I’ve talked before about how security doesn’t have to be hard. In fact, if approached correctly the basics can be easy.
Let’s start with the most basic of all. Patching. I’ve compiled a list of articles, linked at the bottom of this page, but I’ve read several times that, surprisingly, one of the number one security problems in IT today is simply that systems aren’t patched.
I mean, wow. Something that seems so simple yet it’s not being done. Why?
Well, upon closer inspection it’s not as easy as everyone thinks (at least at first). Let’s say you’ve got a datacenter with about 150 systems. How do you keep them all patched? At several places I’ve worked at, they have “Patch Day” (just like they have “Root Password Change Day”). This literally means that for one particular day or set of days everyone manually patches all the systems.

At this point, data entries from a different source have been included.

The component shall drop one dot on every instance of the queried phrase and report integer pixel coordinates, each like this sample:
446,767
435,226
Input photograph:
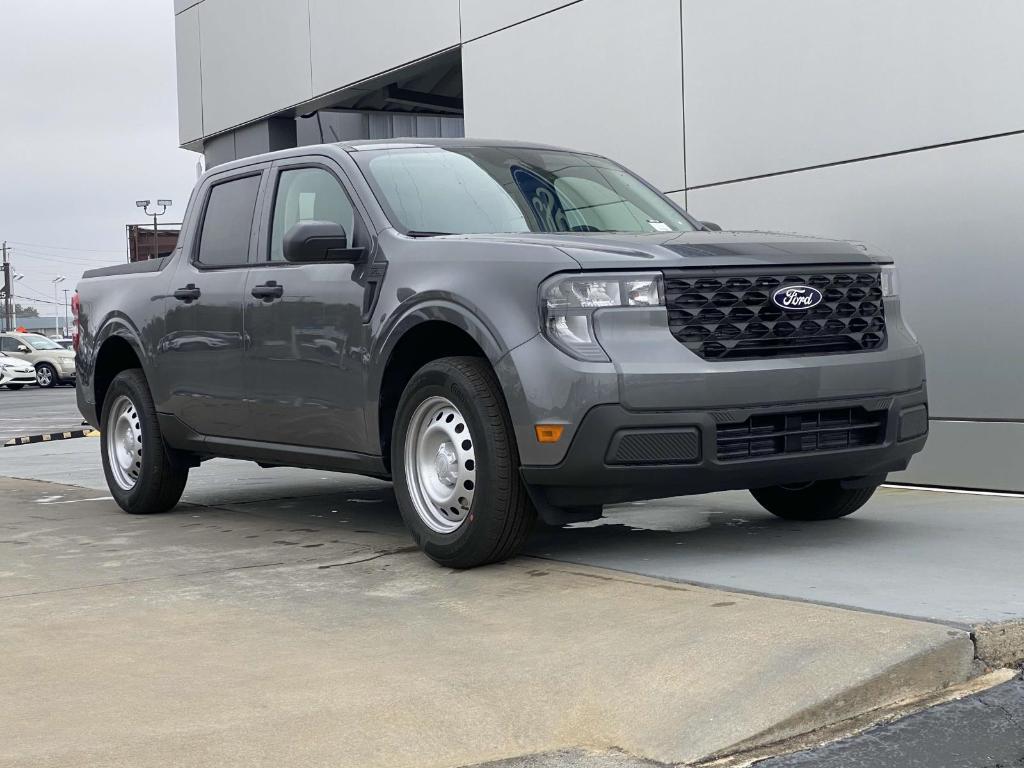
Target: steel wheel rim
440,465
124,442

There’s a semi-famous xkcd comic that shows, given the time and frequency of a repetitive task, how long can you work on automating a task before it is worth it? Take a look, you might be surprised. You can spend a lot of time building patching automation and trust me, it’s worth it.
So let’s talk about how you would automate patching. There’s three ways I can think of off the top of my head, in increasing order of elegance and innovation.
The Easy Way: Patch Via Cron
So a pretty easy way, and a very common way, is to just patch automatically using scheduled tasks of some sort. This method is very commonly shows in various tutorials, and is fairly straightforward to set up. For Linux hosts, it’s typically just creating a cron job for “yum update” or “apt-get upgrade”. For Windows hosts (and I’m not a Windows guy so forgive me here), you can set up automated updates inherently within the OS.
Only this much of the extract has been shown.